[ 
https://issues.apache.org/jira/browse/SPARK-5388?page=com.atlassian.jira.plugin.system.issuetabpanels:comment-tabpanel&focusedCommentId=14303702#comment-14303702
 ] 

Marcelo Vanzin edited comment on SPARK-5388 at 2/3/15 7:48 PM:
---------------------------------------------------------------

HI [~pwendell],

Let me try to write a point-by-point feedback for the current spec.

h4. Public protocol or not?

If this is not supposed to be public (i.e., we don't expect someone to try to 
directly try to talk to the Spark master, it's always going to happen through 
the Spark libraries), then the underlying protocol is less important, since we 
only care about different versions being compatible in some way.

Assuming a non-public protocol, my question would be: why implement your own 
RPC framework? Why not reuse something that's already there? For example, Avro 
has a stable serialization infrastructure that defines semantics for versioned 
data, and works well on top of HTTP. If handles serialization and dispatching - 
which would remove a lot of code from the current patch, and probably has other 
features that the current, "cluster-mode" only protocol doesn't need but other 
future uses might.

h4. Non-submission uses

Similarly, in the non-public protocol scenario, a proper REST-based API would 
look like overkill. But a proper REST infrastructure provides interesting room 
for growth of the master's public-facing API. For example, you could easily 
expose an endpoint for listing the current applications being tracked by the 
master, or an endpoint to kill an application. The former could benefit, also, 
the history server, which could expose the same API to list the applications it 
has found.

h4. Evolvability and Versioning

The current spec does not specify the behavior of the cluster nor the client 
with regards to different versions of the protocol. It has a table that 
basically says "future versions need to be able to submit standalone cluster 
applications to a 1.3 master", but it doesn't explain what that means or how 
that happens.

Does it mean that, after 1.3, you can't ever change any of the messages used to 
launch a standalone cluster app, nor can you add new messages? Or, if that's 
allowed, what happens on the server side if it sees a field it doesn't 
understand? Does it ignore it, which could potentially break the application 
being submitted? Does it throw an error, in which case the client should make 
sure to submit an older version of the data structures if that's compatible 
with the app being submitted? If the latter, how does it know which version to 
use?

As an example of how you could do this "negotiation": the client checks what 
features the app being submitted needs, and chooses the oldest supported api 
version based on that. It then can submit the request to, e.g., "/v2" and, if 
submitting to a 1.3 cluster, it will fail, because it doesn't support the 
features needed by that app.

Also, thinking about the framework, what if later you need different features 
than the ones provided now? What if you need to use query params, path params, 
or non-json request bodies (e.g. for uploading files)? Are you gonna extend the 
current framework to the point where it starts looking like other existing ones?

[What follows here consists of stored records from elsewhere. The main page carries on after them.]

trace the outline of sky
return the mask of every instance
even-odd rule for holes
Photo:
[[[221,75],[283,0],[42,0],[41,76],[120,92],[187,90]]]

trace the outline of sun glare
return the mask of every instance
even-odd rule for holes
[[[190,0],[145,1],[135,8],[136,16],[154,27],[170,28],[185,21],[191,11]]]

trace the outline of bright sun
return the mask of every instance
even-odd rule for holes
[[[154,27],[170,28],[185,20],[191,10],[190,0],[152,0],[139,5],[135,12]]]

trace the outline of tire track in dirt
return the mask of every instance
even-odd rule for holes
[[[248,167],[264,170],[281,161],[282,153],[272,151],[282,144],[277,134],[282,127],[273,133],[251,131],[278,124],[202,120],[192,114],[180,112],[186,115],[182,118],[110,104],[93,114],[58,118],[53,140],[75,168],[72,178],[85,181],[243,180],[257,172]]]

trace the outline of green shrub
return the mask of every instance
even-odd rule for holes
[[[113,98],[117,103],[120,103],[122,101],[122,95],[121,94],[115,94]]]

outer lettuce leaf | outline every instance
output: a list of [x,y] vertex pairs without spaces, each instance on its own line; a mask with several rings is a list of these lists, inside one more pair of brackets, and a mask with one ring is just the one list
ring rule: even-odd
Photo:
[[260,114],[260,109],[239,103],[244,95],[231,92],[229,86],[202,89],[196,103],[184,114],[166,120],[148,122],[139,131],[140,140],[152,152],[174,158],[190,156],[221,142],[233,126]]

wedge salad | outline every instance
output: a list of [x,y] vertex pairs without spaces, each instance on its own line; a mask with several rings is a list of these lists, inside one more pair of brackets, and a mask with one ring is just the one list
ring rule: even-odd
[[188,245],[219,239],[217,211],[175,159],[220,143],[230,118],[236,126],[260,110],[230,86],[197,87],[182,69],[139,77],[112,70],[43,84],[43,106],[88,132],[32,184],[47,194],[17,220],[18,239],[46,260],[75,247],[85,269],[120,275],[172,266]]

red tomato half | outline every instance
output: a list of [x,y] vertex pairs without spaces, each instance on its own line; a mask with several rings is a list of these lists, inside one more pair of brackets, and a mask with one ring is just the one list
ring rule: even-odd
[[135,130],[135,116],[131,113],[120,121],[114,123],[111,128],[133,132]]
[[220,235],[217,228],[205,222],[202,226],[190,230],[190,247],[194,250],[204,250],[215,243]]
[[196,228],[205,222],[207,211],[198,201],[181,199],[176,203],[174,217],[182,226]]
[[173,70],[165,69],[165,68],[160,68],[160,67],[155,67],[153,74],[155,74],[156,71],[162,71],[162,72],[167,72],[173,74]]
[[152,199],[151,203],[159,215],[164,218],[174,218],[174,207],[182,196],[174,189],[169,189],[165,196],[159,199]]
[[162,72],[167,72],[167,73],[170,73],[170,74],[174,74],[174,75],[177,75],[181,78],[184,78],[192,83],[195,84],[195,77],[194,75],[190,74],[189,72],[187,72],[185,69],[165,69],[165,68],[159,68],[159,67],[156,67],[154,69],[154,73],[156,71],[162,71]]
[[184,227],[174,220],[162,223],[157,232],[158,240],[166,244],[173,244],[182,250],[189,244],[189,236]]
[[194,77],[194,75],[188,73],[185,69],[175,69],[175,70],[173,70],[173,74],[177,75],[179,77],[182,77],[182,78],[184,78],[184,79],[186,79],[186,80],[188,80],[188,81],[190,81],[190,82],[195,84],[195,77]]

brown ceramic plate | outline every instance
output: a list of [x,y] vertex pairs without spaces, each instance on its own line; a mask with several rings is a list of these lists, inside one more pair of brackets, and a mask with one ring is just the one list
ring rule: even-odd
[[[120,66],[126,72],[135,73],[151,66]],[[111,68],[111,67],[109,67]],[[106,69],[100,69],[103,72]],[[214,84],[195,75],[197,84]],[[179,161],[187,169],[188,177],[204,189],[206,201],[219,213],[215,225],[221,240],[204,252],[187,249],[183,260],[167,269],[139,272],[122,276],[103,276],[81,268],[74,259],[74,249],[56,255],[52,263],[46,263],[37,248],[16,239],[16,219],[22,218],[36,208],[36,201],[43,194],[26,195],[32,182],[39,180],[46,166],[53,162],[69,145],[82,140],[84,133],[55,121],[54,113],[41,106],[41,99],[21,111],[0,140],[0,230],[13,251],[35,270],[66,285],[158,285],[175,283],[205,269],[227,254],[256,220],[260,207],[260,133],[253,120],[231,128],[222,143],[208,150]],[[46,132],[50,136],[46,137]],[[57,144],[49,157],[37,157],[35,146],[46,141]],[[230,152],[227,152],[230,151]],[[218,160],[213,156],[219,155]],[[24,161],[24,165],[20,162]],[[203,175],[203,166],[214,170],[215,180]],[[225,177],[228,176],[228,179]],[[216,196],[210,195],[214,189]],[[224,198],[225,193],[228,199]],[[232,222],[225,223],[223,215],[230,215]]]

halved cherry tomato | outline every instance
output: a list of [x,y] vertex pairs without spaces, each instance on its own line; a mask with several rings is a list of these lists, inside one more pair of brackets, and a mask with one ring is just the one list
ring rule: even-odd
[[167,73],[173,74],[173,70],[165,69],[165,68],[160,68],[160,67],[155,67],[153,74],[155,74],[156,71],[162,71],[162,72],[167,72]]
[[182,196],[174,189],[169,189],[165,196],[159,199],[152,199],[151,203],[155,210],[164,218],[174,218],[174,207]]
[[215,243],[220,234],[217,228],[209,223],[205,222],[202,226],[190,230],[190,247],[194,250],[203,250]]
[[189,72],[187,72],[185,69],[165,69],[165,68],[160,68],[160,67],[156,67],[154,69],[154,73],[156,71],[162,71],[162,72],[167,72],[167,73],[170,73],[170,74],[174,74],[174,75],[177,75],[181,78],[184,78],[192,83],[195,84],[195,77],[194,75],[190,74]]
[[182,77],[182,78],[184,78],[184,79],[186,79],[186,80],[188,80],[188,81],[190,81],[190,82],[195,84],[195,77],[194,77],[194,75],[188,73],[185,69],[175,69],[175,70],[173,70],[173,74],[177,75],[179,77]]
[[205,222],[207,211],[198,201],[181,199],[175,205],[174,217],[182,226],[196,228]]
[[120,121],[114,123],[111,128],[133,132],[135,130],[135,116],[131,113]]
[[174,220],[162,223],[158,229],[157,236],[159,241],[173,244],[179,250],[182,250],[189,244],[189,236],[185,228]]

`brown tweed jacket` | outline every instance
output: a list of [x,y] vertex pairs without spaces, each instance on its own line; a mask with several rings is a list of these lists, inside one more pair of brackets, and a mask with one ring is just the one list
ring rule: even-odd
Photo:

Of, if HTTP is being used mostly as a dumb pipe, what are the semantics for 
when something goes wrong? Should clients only bother about a response if the 
status is "200 OK", or should they try to interpret the body of a "500 Internal 
Server Error" message or "401 Bad Request"? Those things need to be specified.

h4. Others

If the suggestions above don't sound particularly interesting for this use 
case, I'd strongly suggest, in the very least, removing any mention of REST 
from the spec and the code, because this is not a REST protocol in any way.

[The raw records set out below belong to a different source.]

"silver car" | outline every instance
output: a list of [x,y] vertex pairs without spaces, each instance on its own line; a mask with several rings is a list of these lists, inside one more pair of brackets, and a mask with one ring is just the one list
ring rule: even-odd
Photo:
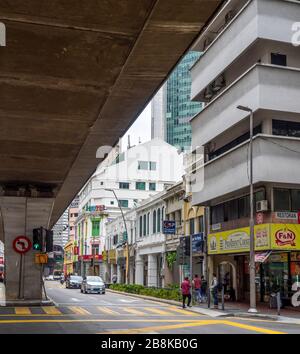
[[97,276],[87,276],[81,283],[82,293],[105,294],[105,284],[102,278]]

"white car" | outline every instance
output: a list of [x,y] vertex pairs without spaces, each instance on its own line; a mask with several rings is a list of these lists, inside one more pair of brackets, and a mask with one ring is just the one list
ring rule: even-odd
[[87,276],[81,283],[80,291],[86,293],[105,294],[105,284],[102,278],[97,276]]

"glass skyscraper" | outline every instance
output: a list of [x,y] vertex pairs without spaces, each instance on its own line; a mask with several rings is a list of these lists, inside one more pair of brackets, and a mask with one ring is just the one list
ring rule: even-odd
[[[159,99],[152,102],[152,138],[153,132],[162,132],[163,118],[164,140],[182,151],[188,149],[192,142],[192,131],[189,120],[200,112],[202,104],[192,102],[191,75],[189,69],[200,57],[199,52],[189,52],[176,66],[163,88],[158,92]],[[161,97],[163,95],[163,97]],[[158,109],[157,105],[162,105]],[[155,112],[158,112],[156,114]],[[159,114],[160,113],[160,114]],[[161,117],[163,114],[163,117]],[[158,129],[155,126],[159,125]]]

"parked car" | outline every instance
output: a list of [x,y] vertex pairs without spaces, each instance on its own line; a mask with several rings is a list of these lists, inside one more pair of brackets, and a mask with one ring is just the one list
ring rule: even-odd
[[70,275],[66,279],[67,289],[80,289],[83,278],[80,275]]
[[62,272],[55,270],[53,272],[53,280],[60,280]]
[[105,294],[105,284],[102,278],[98,276],[87,276],[81,283],[82,293],[98,293]]

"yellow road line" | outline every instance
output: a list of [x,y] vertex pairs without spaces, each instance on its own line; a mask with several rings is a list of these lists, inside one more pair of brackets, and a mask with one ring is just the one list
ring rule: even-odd
[[108,307],[102,307],[102,306],[97,306],[97,309],[107,315],[113,315],[113,316],[119,316],[119,312],[113,311],[109,309]]
[[31,315],[29,307],[15,307],[16,315]]
[[137,316],[145,316],[145,315],[147,315],[145,312],[135,310],[135,309],[133,309],[131,307],[123,307],[123,310],[126,311],[126,312],[129,312],[129,313],[132,313],[134,315],[137,315]]
[[61,315],[62,314],[61,311],[56,307],[42,306],[42,309],[47,315]]
[[163,311],[163,310],[160,310],[156,307],[144,307],[143,308],[144,310],[147,310],[149,312],[153,312],[155,314],[158,314],[158,315],[163,315],[163,316],[175,316],[174,313],[171,313],[171,312],[166,312],[166,311]]
[[169,310],[174,311],[174,312],[178,312],[181,313],[182,315],[188,315],[188,316],[201,316],[201,314],[195,313],[195,312],[190,312],[187,310],[183,310],[183,309],[179,309],[175,306],[169,306],[168,307]]
[[249,326],[243,323],[238,323],[238,322],[231,322],[231,321],[222,321],[223,324],[227,326],[232,326],[232,327],[238,327],[242,329],[247,329],[249,331],[255,331],[259,333],[264,333],[264,334],[285,334],[285,332],[279,332],[279,331],[274,331],[272,329],[267,329],[267,328],[262,328],[262,327],[256,327],[256,326]]
[[69,306],[69,309],[74,313],[76,313],[77,315],[91,315],[89,311],[79,306]]
[[[50,319],[38,319],[38,320],[25,320],[25,319],[21,319],[21,320],[0,320],[0,325],[2,323],[76,323],[76,322],[114,322],[114,323],[129,323],[129,322],[142,322],[145,323],[145,319],[125,319],[125,320],[108,320],[108,319],[90,319],[90,318],[85,318],[85,319],[61,319],[61,318],[57,318],[54,320],[50,320]],[[182,320],[182,319],[174,319],[174,320],[170,320],[170,319],[164,319],[164,320],[158,320],[158,319],[147,319],[147,323],[182,323],[182,322],[188,322],[188,323],[192,323],[192,322],[199,322],[199,320]]]
[[165,331],[168,329],[179,329],[179,328],[187,328],[187,327],[198,327],[198,326],[207,326],[207,325],[217,325],[220,321],[218,320],[202,320],[196,322],[187,322],[187,323],[179,323],[175,325],[165,325],[165,326],[151,326],[151,327],[143,327],[143,328],[134,328],[128,330],[115,330],[110,332],[101,332],[99,334],[138,334],[145,332],[154,332],[154,331]]

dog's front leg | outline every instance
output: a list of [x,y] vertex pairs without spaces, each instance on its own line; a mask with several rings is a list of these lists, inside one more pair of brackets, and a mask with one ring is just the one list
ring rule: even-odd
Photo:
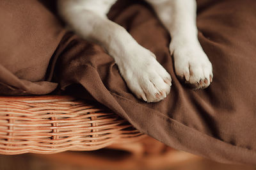
[[111,3],[106,5],[100,3],[103,1],[60,0],[59,11],[75,32],[106,49],[138,98],[148,102],[163,99],[170,90],[170,75],[152,52],[140,45],[124,28],[107,19],[106,13]]
[[212,65],[197,37],[195,0],[147,0],[169,31],[170,45],[178,77],[195,89],[212,81]]

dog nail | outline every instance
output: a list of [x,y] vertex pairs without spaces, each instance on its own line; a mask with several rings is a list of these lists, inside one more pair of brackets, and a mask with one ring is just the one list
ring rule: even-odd
[[203,81],[201,79],[199,82],[200,85],[203,85]]
[[172,86],[172,81],[170,81],[169,79],[165,79],[164,81],[165,83],[166,83],[170,86]]
[[158,98],[159,99],[161,98],[161,95],[159,95],[159,93],[156,93],[156,97],[157,98]]
[[212,77],[211,75],[210,76],[210,82],[212,82]]

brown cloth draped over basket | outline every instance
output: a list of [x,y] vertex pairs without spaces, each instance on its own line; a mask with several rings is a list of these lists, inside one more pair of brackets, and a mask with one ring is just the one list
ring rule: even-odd
[[214,75],[198,91],[177,79],[171,40],[152,8],[142,1],[118,1],[109,19],[156,54],[172,77],[170,94],[156,104],[131,93],[103,49],[65,30],[52,2],[0,2],[1,95],[61,91],[104,105],[174,148],[256,164],[255,1],[197,1],[198,38]]

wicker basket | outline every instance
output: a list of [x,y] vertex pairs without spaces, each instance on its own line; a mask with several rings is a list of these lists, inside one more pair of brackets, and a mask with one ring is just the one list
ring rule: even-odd
[[110,111],[72,97],[0,97],[0,154],[94,150],[143,136]]

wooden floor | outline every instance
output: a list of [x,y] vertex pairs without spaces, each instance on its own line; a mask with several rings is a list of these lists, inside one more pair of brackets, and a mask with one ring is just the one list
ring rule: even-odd
[[[109,154],[110,152],[111,154]],[[175,154],[178,154],[177,152]],[[130,165],[124,160],[129,159],[126,153],[118,151],[99,150],[92,152],[65,152],[54,155],[24,154],[20,155],[0,155],[0,170],[80,170],[80,169],[171,169],[171,170],[256,170],[250,166],[223,164],[202,158],[186,153],[179,161],[170,160],[169,164],[156,164],[152,168],[144,166],[143,162],[132,160]],[[183,155],[182,155],[183,154]],[[129,155],[129,154],[128,154]],[[182,156],[183,155],[183,156]],[[164,161],[164,160],[163,160]],[[154,161],[153,161],[154,162]],[[97,162],[97,163],[95,163]],[[120,163],[121,162],[121,163]],[[131,160],[130,160],[130,162]],[[120,164],[123,164],[123,166]],[[134,166],[136,166],[134,168]],[[132,164],[131,166],[131,164]],[[124,166],[126,166],[124,167]]]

Also, a question: if it's an HTTP protocol, why not expose it through the 
existing http port?


To reply to the questions about my suggestions for how to use REST:

* when you add a new version, you don't remove old ones. Spark v1.4 could add 
"/v2", but it must still support "/v1" in the way that it was specified.
* as for new fields / types, that really depends on how you specify things. 
Personally, I like to declare a released API "frozen": you can't add new types, 
fields, or anything that the old release doesn't know about. Any new thing 
requires a new protocol version. But you could take a different approach, by 
adding optional fields that don't cause breakages when submitted to the old 
server that doesn't know about them. Again, these choices need to be specified 
up front, otherwise the implementation of v1 becomes the spec, since where the 
spec is not clear, the choices made by the implementation will become a de 
facto specification.

(BTW, especially with a v1, the implementation will invariably become a "de 
facto" specification, that's unavoidable. But it helps to have the spec clearly 
cover all areas, so that hopefully you don't need to reverse-engineer the 
implementation code to figure out how things work.)

Anyway, hope this is useful and clarifies some of the concerns I have about the 
current spec.


was (Author: vanzin):
HI [~pwendell],

Let me try to write a point-by-point feedback for the current spec.

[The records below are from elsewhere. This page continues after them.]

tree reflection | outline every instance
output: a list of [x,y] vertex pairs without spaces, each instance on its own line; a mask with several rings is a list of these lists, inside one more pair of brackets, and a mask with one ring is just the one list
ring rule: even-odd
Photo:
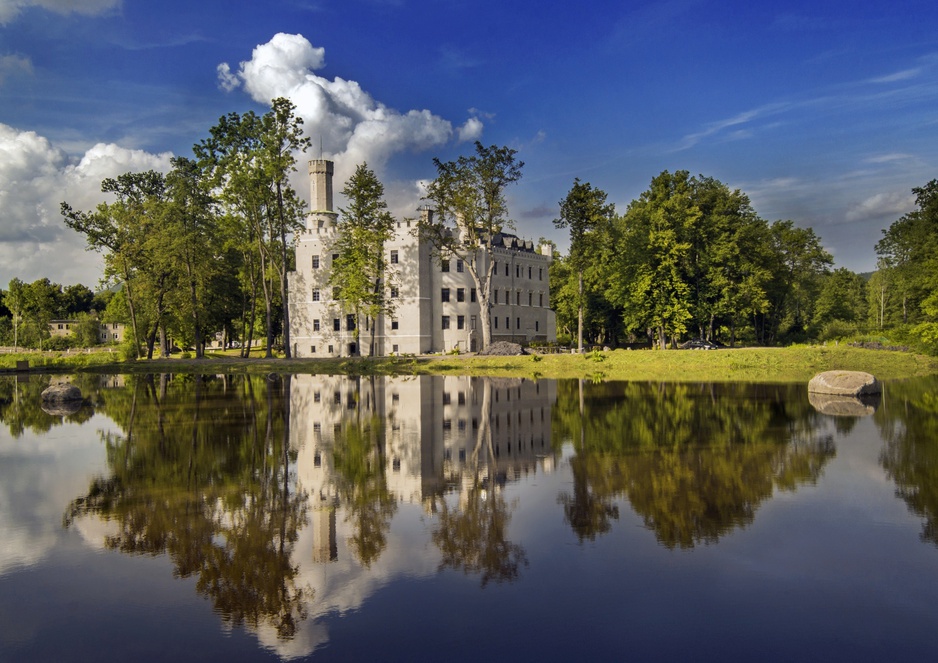
[[[376,402],[374,378],[370,378],[369,403]],[[356,392],[361,395],[360,390]],[[360,404],[359,404],[360,405]],[[357,418],[347,421],[335,441],[336,488],[346,506],[346,522],[352,524],[348,545],[364,567],[370,567],[387,547],[391,518],[397,502],[388,490],[385,476],[384,421],[376,413],[365,415],[356,407]]]
[[573,493],[559,501],[580,541],[607,532],[626,497],[662,545],[715,543],[775,489],[814,483],[835,454],[786,387],[587,385],[579,408],[574,387],[559,386],[555,426],[575,441]]
[[[492,380],[474,381],[482,386],[482,409],[476,443],[461,478],[463,490],[458,504],[437,497],[438,526],[433,542],[440,549],[440,569],[462,569],[480,574],[484,587],[490,581],[510,582],[527,566],[525,550],[508,540],[511,510],[502,487],[493,480],[496,454],[492,442]],[[487,463],[483,462],[487,460]]]
[[225,621],[292,636],[311,596],[291,562],[307,501],[288,483],[288,380],[147,376],[103,392],[124,434],[105,436],[112,474],[66,526],[111,521],[108,548],[167,554]]
[[873,419],[896,495],[925,519],[922,540],[938,545],[938,376],[889,384]]

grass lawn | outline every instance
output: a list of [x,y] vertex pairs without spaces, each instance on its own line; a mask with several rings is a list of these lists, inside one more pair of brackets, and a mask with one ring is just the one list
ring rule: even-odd
[[118,362],[92,353],[0,355],[0,370],[28,359],[33,370],[100,373],[312,373],[351,375],[487,375],[667,382],[802,382],[833,369],[872,373],[881,380],[938,374],[938,358],[847,345],[721,350],[614,350],[586,355],[521,357],[381,357],[375,359],[242,359],[209,353],[204,359]]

h4. Public protocol or not?

If this is not supposed to be public (i.e., we don't expect someone to try to 
directly try to talk to the Spark master, it's always going to happen through 
the Spark libraries), then the underlying protocol is less important, since we 
only care about different versions being compatible in some way.

Assuming a non-public protocol, my question would be: why implement your own 
RPC framework? Why not reuse something that's already there? For example, Avro 
has a stable serialization infrastructure that defines semantics for versioned 
data, and works well on top of HTTP. If handles serialization and dispatching - 
which would remove a lot of code from the current patch, and probably has other 
features that the current, "cluster-mode" only protocol doesn't need but other 
future uses might.

h4. Non-submission uses

Similarly, in the non-public protocol scenario, a proper REST-based API would 
look like overkill. But a proper REST infrastructure provides interesting room 
for growth of the master's public-facing API. For example, you could easily 
expose an endpoint for listing the current applications being tracked by the 
master, or an endpoint to kill an application. The former could benefit, also, 
the history server, which could expose the same API to list the applications it 
has found.

h4. Evolvability and Versioning

The current spec does not specify the behavior of the cluster nor the client 
with regards to different versions of the protocol. It has a table that 
basically says "future versions need to be able to submit standalone cluster 
applications to a 1.3 master", but it doesn't explain what that means or how 
that happens.

Does it mean that, after 1.3, you can't ever change any of the messages used to 
launch a standalone cluster app, nor can you add new messages? Or, if that's 
allowed, what happens on the server side if it sees a field it doesn't 
understand? Does it ignore it, which could potentially break the application 
being submitted? Does it throw an error, in which case the client should make 
sure to submit an older version of the data structures if that's compatible 
with the app being submitted? If the latter, how does it know which version to 
use?

As an example of how you could do this "negotiation": the client checks what 
features the app being submitted needs, and chooses the oldest supported api 
version based on that. It then can submit the request to, e.g., "/v2" and, if 
submitting to a 1.3 cluster, it will fail, because it doesn't support the 
features needed by that app.

Also, thinking about the framework, what if later you need different features 
than the ones provided now? What if you need to use query params, path params, 
or non-json request bodies (e.g. for uploading files)? Are you gonna extend the 
current framework to the point where it starts looking like other existing ones?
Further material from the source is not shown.